The renovation also is the final phase of the $380 million CityArchRiver Project, the largest public-private partnership in National Park Service history. The project included renovations to the Gateway Arch grounds and its underground museum, which reopened in 2018, as well as green space that extends from the Arch to the Old Courthouse and into downtown.
“The whole project, I think, has really enhanced the opportunity for people to go back and forth and experience downtown,” said Amy Gilbertson, a principal at Trivers, the architect for the Old Courthouse and the Gateway Arch Museum projects.
The Gateway Arch Park Foundation contributed about $6 million and secured a $2.7 million Missouri Department of Economic Development grant for the Old Courthouse project.
“Downtown must succeed for St. Louis to succeed, and this reopening is part of that,” said McClure of the foundation.
In February, the Gateway Arch Park Foundation announced the redevelopment of the Millennium Hotel site, just south of the Old Courthouse. That building has stood vacant since 2014, and the land will be redeveloped into a residential, commercial and entertainment space.
“There’s concerted efforts by lots of civic organizations in ways that I don’t think we’ve seen in generations, to bring back the core of our city,” McClure said.

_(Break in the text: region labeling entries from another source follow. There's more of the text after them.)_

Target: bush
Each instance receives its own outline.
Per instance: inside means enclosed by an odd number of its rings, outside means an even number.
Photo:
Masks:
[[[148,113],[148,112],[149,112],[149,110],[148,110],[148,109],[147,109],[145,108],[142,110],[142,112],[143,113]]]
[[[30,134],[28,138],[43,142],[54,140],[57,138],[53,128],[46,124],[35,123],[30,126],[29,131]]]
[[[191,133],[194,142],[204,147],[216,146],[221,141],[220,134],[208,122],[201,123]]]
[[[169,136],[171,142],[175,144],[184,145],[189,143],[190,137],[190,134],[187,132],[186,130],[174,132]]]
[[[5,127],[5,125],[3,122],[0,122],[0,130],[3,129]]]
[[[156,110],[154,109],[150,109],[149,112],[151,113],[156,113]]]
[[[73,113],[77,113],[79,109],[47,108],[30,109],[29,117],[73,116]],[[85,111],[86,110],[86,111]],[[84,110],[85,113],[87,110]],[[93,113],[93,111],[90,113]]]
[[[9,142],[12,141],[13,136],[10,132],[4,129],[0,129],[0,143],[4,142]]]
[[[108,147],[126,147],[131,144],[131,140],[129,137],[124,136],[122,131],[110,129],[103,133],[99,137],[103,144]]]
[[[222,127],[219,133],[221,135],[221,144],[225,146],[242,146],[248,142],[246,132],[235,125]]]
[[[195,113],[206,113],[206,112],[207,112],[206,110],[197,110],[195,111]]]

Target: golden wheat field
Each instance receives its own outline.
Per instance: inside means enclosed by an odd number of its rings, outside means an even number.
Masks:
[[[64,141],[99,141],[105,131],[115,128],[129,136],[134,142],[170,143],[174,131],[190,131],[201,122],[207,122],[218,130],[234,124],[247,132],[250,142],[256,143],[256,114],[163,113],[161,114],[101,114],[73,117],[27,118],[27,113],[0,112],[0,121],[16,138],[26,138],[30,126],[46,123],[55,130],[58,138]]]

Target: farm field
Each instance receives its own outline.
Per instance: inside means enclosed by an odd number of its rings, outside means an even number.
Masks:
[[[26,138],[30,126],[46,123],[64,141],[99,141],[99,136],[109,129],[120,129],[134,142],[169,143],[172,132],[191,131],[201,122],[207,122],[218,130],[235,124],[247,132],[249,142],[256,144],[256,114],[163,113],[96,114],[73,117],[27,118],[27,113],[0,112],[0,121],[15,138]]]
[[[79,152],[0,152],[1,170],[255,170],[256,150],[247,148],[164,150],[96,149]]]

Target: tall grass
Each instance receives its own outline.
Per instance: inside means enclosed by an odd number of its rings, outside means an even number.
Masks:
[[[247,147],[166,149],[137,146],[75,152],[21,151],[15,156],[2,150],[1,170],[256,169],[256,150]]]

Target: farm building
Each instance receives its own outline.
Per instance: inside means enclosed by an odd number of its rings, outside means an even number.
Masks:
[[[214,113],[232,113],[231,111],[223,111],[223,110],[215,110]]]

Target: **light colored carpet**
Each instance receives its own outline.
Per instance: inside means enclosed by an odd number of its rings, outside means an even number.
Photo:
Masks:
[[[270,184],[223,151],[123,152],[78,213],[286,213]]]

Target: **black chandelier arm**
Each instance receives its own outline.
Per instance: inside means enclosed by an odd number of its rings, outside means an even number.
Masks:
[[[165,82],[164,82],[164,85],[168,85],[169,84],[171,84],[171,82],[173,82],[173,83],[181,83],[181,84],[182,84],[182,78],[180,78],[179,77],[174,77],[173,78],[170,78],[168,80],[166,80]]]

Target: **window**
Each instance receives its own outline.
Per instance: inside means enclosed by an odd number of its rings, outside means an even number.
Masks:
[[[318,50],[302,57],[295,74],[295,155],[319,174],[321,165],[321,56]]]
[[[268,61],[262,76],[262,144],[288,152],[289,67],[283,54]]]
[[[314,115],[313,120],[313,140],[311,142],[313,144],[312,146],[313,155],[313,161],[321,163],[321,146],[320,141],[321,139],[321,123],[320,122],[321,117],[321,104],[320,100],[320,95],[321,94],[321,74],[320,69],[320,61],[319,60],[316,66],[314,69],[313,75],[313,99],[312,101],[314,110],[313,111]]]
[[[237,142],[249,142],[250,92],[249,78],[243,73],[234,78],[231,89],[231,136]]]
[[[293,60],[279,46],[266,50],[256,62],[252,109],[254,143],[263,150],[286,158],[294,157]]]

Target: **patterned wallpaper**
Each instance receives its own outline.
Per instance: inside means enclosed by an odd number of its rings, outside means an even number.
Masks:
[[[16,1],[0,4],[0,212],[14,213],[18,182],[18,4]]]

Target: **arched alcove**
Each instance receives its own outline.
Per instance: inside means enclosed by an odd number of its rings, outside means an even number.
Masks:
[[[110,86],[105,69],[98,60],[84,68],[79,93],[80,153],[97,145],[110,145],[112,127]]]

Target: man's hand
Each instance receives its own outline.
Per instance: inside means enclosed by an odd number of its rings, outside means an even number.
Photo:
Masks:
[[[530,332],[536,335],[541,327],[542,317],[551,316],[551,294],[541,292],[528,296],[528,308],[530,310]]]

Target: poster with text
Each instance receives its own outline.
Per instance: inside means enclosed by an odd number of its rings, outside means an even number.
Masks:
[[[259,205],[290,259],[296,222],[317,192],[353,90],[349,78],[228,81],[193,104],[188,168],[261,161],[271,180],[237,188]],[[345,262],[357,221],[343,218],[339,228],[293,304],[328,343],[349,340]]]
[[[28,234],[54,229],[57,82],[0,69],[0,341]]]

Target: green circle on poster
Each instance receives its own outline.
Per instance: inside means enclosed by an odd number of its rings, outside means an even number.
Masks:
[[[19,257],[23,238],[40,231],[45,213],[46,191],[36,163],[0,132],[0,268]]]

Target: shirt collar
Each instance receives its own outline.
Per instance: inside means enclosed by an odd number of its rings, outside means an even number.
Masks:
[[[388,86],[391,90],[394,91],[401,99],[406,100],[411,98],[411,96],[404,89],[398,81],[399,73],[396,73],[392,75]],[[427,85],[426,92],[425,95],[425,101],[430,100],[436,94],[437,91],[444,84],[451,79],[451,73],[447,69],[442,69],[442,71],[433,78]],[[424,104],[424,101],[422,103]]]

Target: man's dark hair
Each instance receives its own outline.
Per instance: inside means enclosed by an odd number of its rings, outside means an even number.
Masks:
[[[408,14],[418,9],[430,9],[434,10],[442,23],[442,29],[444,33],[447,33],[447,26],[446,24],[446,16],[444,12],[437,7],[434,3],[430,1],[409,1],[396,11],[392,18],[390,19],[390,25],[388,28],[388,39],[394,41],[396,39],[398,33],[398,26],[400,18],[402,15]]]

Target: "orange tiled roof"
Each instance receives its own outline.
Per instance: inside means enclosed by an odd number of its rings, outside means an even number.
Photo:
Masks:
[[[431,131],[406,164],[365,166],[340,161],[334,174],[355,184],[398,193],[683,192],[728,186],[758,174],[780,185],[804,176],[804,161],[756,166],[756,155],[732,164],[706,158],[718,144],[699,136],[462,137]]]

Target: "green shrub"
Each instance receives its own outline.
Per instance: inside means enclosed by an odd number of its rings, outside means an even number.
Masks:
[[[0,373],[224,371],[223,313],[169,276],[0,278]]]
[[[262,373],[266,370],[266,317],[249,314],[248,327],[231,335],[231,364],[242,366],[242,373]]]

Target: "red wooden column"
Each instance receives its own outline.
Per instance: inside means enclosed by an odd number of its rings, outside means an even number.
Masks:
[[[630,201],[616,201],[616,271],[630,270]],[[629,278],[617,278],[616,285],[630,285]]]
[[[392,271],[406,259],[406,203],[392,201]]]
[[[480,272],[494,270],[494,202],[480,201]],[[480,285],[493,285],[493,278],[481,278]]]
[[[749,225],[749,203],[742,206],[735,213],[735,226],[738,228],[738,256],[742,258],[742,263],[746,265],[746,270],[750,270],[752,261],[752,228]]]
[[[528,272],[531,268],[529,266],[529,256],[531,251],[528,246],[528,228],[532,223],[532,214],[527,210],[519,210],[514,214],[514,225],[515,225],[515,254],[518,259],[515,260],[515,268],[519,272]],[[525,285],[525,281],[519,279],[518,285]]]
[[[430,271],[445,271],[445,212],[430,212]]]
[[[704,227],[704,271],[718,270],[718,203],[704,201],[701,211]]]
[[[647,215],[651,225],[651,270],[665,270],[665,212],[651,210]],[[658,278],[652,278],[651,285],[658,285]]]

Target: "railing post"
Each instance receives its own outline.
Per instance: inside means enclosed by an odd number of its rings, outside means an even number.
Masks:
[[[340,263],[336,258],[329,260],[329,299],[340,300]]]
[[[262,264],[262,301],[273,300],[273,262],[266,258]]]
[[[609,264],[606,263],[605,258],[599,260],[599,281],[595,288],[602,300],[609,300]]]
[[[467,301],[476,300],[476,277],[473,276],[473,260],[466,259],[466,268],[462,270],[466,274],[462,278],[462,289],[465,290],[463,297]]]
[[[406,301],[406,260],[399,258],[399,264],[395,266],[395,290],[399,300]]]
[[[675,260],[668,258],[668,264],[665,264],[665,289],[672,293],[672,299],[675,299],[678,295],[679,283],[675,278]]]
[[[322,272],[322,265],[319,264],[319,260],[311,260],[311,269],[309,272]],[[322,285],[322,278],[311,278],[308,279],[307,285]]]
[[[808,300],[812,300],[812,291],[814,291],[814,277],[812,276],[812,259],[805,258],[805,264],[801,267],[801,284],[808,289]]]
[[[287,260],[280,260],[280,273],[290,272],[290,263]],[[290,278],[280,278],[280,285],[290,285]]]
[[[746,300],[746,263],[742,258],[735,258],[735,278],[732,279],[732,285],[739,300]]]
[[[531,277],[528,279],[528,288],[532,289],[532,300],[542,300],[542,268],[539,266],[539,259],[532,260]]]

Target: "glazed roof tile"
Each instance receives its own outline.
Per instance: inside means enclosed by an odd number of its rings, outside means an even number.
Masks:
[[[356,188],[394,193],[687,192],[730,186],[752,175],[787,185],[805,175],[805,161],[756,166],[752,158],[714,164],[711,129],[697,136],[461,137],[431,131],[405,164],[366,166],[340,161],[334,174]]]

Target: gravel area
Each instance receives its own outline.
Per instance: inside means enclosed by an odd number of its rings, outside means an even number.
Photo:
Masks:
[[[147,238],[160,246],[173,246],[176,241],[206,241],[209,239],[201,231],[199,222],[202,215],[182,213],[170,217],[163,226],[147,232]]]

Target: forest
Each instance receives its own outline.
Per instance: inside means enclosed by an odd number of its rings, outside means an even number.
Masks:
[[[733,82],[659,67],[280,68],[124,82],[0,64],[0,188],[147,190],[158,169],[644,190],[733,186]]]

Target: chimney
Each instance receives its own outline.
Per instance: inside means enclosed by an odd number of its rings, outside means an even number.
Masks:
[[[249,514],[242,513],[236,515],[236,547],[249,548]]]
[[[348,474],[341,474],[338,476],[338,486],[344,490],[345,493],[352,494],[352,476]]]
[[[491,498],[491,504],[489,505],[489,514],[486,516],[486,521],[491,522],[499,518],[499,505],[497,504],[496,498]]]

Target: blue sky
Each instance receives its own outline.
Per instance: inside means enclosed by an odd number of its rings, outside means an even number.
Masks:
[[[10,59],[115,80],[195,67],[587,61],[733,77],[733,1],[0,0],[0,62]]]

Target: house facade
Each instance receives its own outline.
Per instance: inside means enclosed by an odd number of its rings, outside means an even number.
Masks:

Part of the Old Courthouse reopening will be a push to market it as a national park, to encourage people to step inside and learn its stories.
“This is their building,” Sweat said. “They own it. The public should be in here, using it like a museum and cultural institution.”
Less than a week after the grand reopening, in a ceremony under the rotunda, people are scheduled to be naturalized as U.S. citizens.
“This is a symbol that if you continue fighting and continue pushing,” Sweat said, “this is a country where those freedoms can come to fruition.”